Aetiology: There is alteration in the glomerular anionic status. Sensitised lymphocytes secrete a number of lymphokines that alter the normal, negatively changed sialoproteins on the glomerular basement membrane – loss of the membrane negative charge allows anionic proteins to leak across the basement membrane into Bowman's space (develop proteinuria/hypoalbuminaemia and hyperlipidaemia).

Clinical features of minimal change nephrotic syndrome: Generalized oedema is the usual presenting system with facial/periorbital oedema particularly on waking/scrotal vulval, leg and ankle oedema breathless due to pleural effusion and abdominal distension (diagnosis by heavy proteinuria and low plasma albumin).

3. Outline the principles of management of nephrotic syndrome.

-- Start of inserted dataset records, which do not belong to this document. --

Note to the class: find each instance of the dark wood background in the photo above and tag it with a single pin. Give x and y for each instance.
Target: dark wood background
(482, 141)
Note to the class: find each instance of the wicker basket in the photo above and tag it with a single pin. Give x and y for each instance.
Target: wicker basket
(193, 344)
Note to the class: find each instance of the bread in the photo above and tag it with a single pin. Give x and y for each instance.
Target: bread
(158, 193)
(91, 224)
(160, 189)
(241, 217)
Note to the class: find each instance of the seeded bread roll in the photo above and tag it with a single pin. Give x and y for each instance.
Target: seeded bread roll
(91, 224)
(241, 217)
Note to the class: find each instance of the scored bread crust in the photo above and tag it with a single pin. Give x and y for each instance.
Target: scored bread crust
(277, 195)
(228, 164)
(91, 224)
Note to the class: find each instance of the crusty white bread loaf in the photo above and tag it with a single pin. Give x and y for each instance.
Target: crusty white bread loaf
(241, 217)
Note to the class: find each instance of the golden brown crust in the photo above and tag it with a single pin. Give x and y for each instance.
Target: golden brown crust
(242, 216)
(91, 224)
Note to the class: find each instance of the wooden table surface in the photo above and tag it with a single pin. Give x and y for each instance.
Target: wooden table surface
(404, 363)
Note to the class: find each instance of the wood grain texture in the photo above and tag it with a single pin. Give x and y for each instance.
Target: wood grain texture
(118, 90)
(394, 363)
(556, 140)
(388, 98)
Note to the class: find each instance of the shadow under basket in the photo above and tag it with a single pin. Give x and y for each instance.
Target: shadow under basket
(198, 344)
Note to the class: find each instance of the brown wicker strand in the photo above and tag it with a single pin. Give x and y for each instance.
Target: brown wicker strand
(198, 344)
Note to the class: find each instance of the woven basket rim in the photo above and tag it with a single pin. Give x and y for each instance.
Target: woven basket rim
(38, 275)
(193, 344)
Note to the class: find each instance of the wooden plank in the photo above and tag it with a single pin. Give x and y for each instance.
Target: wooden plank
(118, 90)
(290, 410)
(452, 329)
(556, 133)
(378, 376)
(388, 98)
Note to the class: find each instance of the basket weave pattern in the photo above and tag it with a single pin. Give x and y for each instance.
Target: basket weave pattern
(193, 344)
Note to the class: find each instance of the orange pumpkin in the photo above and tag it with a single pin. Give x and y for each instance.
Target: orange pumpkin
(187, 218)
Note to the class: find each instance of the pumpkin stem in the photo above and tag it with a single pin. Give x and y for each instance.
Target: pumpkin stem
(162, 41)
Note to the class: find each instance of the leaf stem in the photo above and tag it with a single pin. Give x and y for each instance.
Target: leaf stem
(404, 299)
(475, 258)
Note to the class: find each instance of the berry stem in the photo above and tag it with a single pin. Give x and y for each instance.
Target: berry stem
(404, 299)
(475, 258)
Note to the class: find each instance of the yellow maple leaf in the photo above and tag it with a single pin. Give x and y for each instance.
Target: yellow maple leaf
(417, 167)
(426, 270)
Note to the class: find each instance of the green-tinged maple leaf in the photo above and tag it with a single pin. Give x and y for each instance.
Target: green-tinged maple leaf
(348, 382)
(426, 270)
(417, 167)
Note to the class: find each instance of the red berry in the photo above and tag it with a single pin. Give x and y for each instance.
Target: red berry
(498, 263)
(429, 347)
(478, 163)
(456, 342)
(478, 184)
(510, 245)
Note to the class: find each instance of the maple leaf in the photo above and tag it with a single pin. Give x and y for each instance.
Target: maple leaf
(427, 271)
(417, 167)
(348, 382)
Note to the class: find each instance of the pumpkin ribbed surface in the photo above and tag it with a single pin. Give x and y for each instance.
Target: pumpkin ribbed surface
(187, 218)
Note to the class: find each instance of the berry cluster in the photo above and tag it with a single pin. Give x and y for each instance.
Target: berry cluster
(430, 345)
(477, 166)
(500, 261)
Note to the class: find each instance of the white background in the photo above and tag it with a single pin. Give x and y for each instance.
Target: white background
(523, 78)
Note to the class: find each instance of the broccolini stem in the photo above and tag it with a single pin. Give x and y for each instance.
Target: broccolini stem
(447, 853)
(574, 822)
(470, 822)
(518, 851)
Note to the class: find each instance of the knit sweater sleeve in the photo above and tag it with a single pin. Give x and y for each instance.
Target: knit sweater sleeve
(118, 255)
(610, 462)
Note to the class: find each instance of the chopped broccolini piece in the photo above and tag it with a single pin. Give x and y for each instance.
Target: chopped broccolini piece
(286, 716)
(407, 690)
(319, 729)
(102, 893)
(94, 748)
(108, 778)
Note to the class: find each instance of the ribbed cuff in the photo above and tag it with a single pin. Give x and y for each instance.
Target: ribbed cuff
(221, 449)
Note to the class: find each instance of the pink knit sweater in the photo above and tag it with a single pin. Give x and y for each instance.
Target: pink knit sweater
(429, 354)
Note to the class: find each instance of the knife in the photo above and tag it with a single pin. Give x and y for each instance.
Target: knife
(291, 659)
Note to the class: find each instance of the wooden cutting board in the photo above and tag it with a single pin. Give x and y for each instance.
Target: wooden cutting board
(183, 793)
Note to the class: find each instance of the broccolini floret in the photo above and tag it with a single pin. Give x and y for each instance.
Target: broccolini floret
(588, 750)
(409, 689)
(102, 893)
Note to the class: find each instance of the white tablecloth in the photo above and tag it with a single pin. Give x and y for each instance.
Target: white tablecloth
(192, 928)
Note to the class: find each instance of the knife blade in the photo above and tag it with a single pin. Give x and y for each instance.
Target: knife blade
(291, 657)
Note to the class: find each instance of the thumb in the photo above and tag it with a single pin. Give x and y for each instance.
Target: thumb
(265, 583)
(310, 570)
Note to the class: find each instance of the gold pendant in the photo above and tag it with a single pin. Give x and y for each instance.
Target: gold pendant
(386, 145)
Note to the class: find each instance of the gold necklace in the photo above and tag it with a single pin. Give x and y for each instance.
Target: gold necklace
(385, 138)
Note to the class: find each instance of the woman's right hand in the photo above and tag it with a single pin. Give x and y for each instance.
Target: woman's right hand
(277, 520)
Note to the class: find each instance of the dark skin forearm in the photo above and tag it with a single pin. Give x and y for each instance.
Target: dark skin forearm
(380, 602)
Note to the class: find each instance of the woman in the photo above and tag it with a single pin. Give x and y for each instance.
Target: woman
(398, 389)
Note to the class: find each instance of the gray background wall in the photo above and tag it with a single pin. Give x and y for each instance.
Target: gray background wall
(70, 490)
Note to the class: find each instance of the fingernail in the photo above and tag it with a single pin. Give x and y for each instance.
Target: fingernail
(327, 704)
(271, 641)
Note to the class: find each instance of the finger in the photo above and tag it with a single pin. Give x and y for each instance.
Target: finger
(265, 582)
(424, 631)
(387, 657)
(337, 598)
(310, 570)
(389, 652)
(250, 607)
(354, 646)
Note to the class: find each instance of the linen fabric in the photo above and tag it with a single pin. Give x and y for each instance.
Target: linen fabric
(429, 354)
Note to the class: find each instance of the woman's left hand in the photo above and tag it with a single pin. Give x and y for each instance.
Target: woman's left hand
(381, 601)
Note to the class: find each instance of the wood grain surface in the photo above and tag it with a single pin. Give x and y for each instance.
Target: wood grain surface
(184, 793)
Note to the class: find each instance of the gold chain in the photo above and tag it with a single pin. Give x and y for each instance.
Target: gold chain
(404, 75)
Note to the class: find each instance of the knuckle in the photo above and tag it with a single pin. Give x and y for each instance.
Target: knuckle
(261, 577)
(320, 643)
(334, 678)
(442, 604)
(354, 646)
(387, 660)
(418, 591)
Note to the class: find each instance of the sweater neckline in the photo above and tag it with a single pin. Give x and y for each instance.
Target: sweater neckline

Low salt diet is encouraged. Fluid intake generally not restricted because of risk of hypovolaemia but mild restriction may be of benefit with significant oedema. In 90% prednisone induces a remission.

4. Ellie is admitted and commenced on a course of oral prednisolone; she does not develop any complications and is discharged home after one week. What are the possible complications of minimal change nephrotic syndrome and why?

Possible complications are infection, hypovolaemia and a hypercoagulable state.

Infections → related to loss of opsonins and immunoglobulins in the urine.

Hypovolaemia → due to the loss of plasma water into the tissues with consequent fall in the circulating blood volume (occurs in 5% of cases, suspected if oligura<100ml/day/poor peripheral perfusion/ abdominal pain/tachycardia or postural hypotension and confirmed by high haematocrit and low urine sodium).

Hypercoagulable state → due to haemoconcentration and loss of antithrombin III in urine.

5. Ellie is followed up a few weeks later by the paediatrician, unfortunately she has persistent proteinuria and a renal biopsy is recommended. Why is a renal biopsy undertaken in this context?

Biopsy recommended if unresponsive to steroids or if atypical features to exclude a more sinister diagnosis.

6. The diagnosis of minimal change nephrotic syndrome is confirmed and the prednisolone is continued for 6 months. Outline the presentation of relapses of minimal change nephrotic syndrome and the indications for cyclophosphamide use.

Approximately 70% of children have relapses often associated with URTI, frequent relapses can be prevented by regular prednisone (5 mg – 15 mg on alternate days). Cyclophosphamide is indicated when steroid side effects become significant (such as cushingoid appearance, reduced growth).